Taken once I finally - finally - stepped onto the Great Wall of China.
It was a long hike up to the Great Wall, and we made it worse by accidentally going to longest and steepest way. It, in all seriousness, took almost an hour to make the hike and only part of that is because I'm out of shape. I would have made a terrible barbarian invader. Seriously, I would have taken on look at the Great Wall of China and said, "No seriously, you expected to climb that mountain AND deal with angry Chinese soldiers towering above me. Screw this; let's go drink some fermented yak milk." And then Ghengis Khan would have killed me, so it's a good thing I'm not in a Mongolian horde. We were greeted at the top by an old Chinese woman selling beer, and we toasted making it to the top.
[we could have gone all the way to the Great Wall of China // if you'd only had a little more faith in me]
We spent an hour or so hiking along the Great Wall. It was largely deserted, but we did run into a few people. There were two guys from Victoria who were CONVINCED that on one side of the Great Wall was China and on the other side was Mongolia. Christine asked me if that was true and I shook my head no. The guys assured me that yes, it was in fact Mongolia on the other side. They know this because they watch South Park. You read that right: someone just fact checked with South Park. Christine and Tony were looking confused (and I'm a pretentious little know-it-all and I really hate it when I hear people being wrong), so I pulled out my guide book, flipped to the map and showed them the Great Wall of China and Mongolia and how they weren't actually close. I came very close to giving a little speech about how the current borders of China are a modern (and contested) invention and when people talk about "China" in a historical context, they are referring to people who identified as Chinese, not people who lived within the current borders, so when you talk about historic Mongolians and historic Chinese, it has very little to do with the modern countries of China and Mongolia. And then I shut my mouth, which is a sure sign that I'm GROWING as a PERSON.

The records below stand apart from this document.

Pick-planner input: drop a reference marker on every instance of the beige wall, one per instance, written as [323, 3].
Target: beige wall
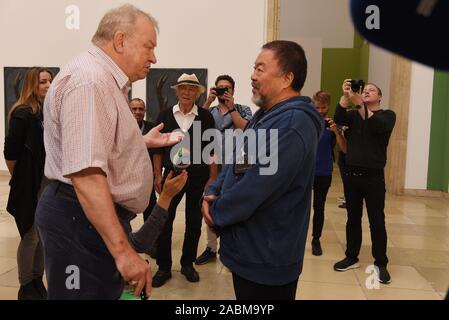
[208, 34]
[419, 120]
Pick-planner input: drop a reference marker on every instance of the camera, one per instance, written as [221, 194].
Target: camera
[221, 91]
[357, 85]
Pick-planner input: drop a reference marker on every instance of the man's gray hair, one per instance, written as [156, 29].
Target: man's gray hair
[119, 19]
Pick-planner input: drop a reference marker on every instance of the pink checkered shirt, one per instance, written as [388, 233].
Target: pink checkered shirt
[87, 123]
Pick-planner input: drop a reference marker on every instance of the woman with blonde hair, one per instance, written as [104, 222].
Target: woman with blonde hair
[25, 157]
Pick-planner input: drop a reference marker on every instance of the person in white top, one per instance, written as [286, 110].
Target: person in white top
[98, 163]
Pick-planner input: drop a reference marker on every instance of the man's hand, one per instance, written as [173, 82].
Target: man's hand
[135, 270]
[205, 209]
[158, 183]
[211, 98]
[172, 186]
[155, 139]
[229, 101]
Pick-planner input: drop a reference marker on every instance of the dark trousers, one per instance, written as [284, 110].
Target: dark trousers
[342, 167]
[78, 264]
[370, 187]
[193, 218]
[151, 205]
[321, 186]
[248, 290]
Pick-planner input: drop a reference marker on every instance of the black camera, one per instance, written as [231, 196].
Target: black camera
[221, 91]
[357, 85]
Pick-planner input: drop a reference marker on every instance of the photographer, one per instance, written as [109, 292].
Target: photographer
[227, 115]
[324, 165]
[370, 129]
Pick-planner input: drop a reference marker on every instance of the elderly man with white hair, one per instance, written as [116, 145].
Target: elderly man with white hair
[98, 163]
[184, 116]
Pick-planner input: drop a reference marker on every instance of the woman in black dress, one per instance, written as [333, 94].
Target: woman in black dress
[25, 157]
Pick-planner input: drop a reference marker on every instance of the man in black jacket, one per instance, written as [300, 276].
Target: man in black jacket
[138, 109]
[193, 121]
[370, 129]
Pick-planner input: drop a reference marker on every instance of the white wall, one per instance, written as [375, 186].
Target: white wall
[420, 115]
[380, 71]
[328, 20]
[224, 37]
[316, 24]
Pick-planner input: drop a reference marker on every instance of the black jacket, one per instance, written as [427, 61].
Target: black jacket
[25, 144]
[368, 139]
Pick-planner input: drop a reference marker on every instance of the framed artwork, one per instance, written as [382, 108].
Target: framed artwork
[160, 95]
[13, 80]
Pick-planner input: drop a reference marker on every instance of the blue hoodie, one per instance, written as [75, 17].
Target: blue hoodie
[263, 219]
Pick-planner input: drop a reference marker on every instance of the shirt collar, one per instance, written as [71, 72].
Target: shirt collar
[120, 77]
[193, 111]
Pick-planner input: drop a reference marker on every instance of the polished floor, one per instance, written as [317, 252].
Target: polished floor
[418, 249]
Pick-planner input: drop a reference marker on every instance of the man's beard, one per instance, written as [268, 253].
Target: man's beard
[260, 101]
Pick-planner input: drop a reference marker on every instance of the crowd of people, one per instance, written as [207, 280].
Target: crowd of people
[86, 162]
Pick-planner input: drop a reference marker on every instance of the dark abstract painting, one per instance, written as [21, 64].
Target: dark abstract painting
[160, 95]
[13, 79]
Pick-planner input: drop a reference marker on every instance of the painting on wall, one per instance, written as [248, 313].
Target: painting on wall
[13, 80]
[160, 95]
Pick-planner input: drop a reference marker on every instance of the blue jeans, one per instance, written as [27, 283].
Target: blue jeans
[78, 264]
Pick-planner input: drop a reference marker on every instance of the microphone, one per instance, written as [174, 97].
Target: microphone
[415, 29]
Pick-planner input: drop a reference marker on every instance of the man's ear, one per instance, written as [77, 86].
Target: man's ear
[288, 79]
[119, 41]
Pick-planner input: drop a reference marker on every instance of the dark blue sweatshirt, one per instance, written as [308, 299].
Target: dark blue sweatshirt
[263, 219]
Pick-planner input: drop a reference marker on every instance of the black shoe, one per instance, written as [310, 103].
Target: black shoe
[383, 275]
[207, 256]
[316, 248]
[160, 278]
[190, 274]
[346, 264]
[40, 287]
[29, 292]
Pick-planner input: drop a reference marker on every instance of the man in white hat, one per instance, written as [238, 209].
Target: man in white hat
[186, 116]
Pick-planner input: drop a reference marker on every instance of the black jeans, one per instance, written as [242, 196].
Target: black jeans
[247, 290]
[368, 185]
[321, 186]
[74, 251]
[153, 201]
[193, 218]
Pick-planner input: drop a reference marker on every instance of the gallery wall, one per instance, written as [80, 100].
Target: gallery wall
[193, 34]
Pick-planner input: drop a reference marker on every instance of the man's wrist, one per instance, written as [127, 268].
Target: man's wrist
[164, 201]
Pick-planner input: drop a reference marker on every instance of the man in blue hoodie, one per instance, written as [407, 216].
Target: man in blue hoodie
[262, 217]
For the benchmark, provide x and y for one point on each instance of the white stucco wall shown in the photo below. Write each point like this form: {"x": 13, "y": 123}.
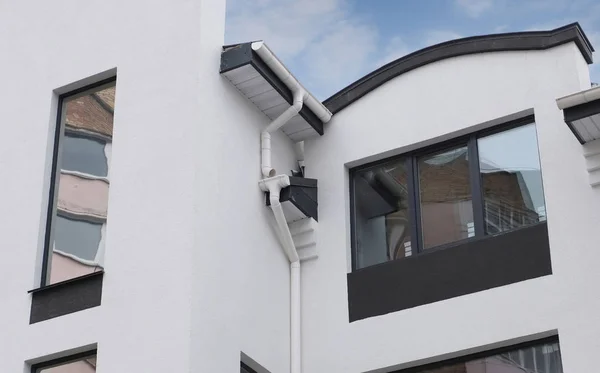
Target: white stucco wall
{"x": 434, "y": 101}
{"x": 193, "y": 271}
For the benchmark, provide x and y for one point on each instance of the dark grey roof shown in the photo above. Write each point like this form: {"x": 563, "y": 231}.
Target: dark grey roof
{"x": 514, "y": 41}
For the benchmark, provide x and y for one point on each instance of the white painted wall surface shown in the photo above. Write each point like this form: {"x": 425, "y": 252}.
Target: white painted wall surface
{"x": 434, "y": 101}
{"x": 194, "y": 274}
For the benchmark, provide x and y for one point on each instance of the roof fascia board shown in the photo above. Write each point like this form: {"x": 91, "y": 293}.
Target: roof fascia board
{"x": 516, "y": 41}
{"x": 239, "y": 55}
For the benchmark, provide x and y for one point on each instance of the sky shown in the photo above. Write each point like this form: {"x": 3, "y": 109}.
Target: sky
{"x": 328, "y": 44}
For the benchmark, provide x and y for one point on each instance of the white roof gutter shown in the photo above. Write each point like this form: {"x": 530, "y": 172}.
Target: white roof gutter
{"x": 290, "y": 81}
{"x": 578, "y": 98}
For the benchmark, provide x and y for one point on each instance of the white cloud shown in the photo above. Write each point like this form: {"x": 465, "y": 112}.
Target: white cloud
{"x": 439, "y": 36}
{"x": 323, "y": 42}
{"x": 395, "y": 49}
{"x": 501, "y": 28}
{"x": 474, "y": 8}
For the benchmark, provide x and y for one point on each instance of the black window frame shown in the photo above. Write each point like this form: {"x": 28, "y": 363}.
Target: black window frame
{"x": 53, "y": 191}
{"x": 411, "y": 158}
{"x": 480, "y": 355}
{"x": 36, "y": 368}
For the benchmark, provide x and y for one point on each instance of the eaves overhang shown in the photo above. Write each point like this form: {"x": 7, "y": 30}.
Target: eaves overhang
{"x": 581, "y": 111}
{"x": 514, "y": 41}
{"x": 245, "y": 69}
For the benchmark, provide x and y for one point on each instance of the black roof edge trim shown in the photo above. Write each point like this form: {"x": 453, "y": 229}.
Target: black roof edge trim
{"x": 514, "y": 41}
{"x": 238, "y": 55}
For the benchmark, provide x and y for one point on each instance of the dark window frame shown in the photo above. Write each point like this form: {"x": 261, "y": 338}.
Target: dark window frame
{"x": 480, "y": 355}
{"x": 35, "y": 368}
{"x": 411, "y": 158}
{"x": 53, "y": 191}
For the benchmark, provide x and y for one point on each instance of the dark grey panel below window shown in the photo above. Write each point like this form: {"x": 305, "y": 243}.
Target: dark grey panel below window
{"x": 468, "y": 267}
{"x": 66, "y": 297}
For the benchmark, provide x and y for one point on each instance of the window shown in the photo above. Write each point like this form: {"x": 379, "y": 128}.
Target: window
{"x": 82, "y": 363}
{"x": 540, "y": 357}
{"x": 484, "y": 184}
{"x": 77, "y": 213}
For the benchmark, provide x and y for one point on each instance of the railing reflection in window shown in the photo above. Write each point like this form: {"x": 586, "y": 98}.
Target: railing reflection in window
{"x": 382, "y": 216}
{"x": 542, "y": 358}
{"x": 511, "y": 179}
{"x": 78, "y": 223}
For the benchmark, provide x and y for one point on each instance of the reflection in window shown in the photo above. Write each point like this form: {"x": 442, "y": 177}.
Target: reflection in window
{"x": 446, "y": 201}
{"x": 77, "y": 238}
{"x": 382, "y": 218}
{"x": 511, "y": 179}
{"x": 83, "y": 365}
{"x": 84, "y": 155}
{"x": 525, "y": 360}
{"x": 83, "y": 169}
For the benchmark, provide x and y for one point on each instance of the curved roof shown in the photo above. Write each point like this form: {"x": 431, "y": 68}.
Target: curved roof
{"x": 514, "y": 41}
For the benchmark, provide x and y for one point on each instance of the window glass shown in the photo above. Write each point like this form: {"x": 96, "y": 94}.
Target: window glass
{"x": 77, "y": 238}
{"x": 81, "y": 199}
{"x": 84, "y": 365}
{"x": 511, "y": 179}
{"x": 84, "y": 155}
{"x": 446, "y": 201}
{"x": 382, "y": 220}
{"x": 517, "y": 361}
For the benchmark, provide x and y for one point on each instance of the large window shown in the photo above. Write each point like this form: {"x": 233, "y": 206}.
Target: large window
{"x": 542, "y": 357}
{"x": 78, "y": 207}
{"x": 81, "y": 363}
{"x": 484, "y": 184}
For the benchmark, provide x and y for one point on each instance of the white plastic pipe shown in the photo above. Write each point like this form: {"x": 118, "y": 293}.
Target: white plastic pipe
{"x": 274, "y": 185}
{"x": 295, "y": 320}
{"x": 265, "y": 137}
{"x": 289, "y": 80}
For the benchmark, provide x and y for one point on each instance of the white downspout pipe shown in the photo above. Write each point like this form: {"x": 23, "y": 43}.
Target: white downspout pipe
{"x": 265, "y": 136}
{"x": 274, "y": 185}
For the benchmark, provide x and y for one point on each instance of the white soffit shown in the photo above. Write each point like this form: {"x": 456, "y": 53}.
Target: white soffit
{"x": 582, "y": 113}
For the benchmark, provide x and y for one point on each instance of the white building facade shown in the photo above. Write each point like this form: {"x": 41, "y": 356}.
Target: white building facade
{"x": 437, "y": 215}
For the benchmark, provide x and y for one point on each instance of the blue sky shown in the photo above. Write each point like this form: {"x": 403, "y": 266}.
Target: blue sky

[we could have gone all the way to the Great Wall of China // now all you're going to be is history]
In addition to spreading scurrilous lies about geography, the two Canadians told us about a toboggan ride down from the wall. That's right: instead of walking down the mountain, we could take a wheeled toboggan on a winding metal track from the GREAT WALL OF CHINA to the parking lot. Dude, that's awesome. Of course we decided to, and it was actually loads of fun, even if it is a desecration of a historic monument. We stopped at Houhai, a lake in Beijing known for its nightlife, for dinner and some shopping before heading back to our hotels. I left the next morning and was home by mid afternoon.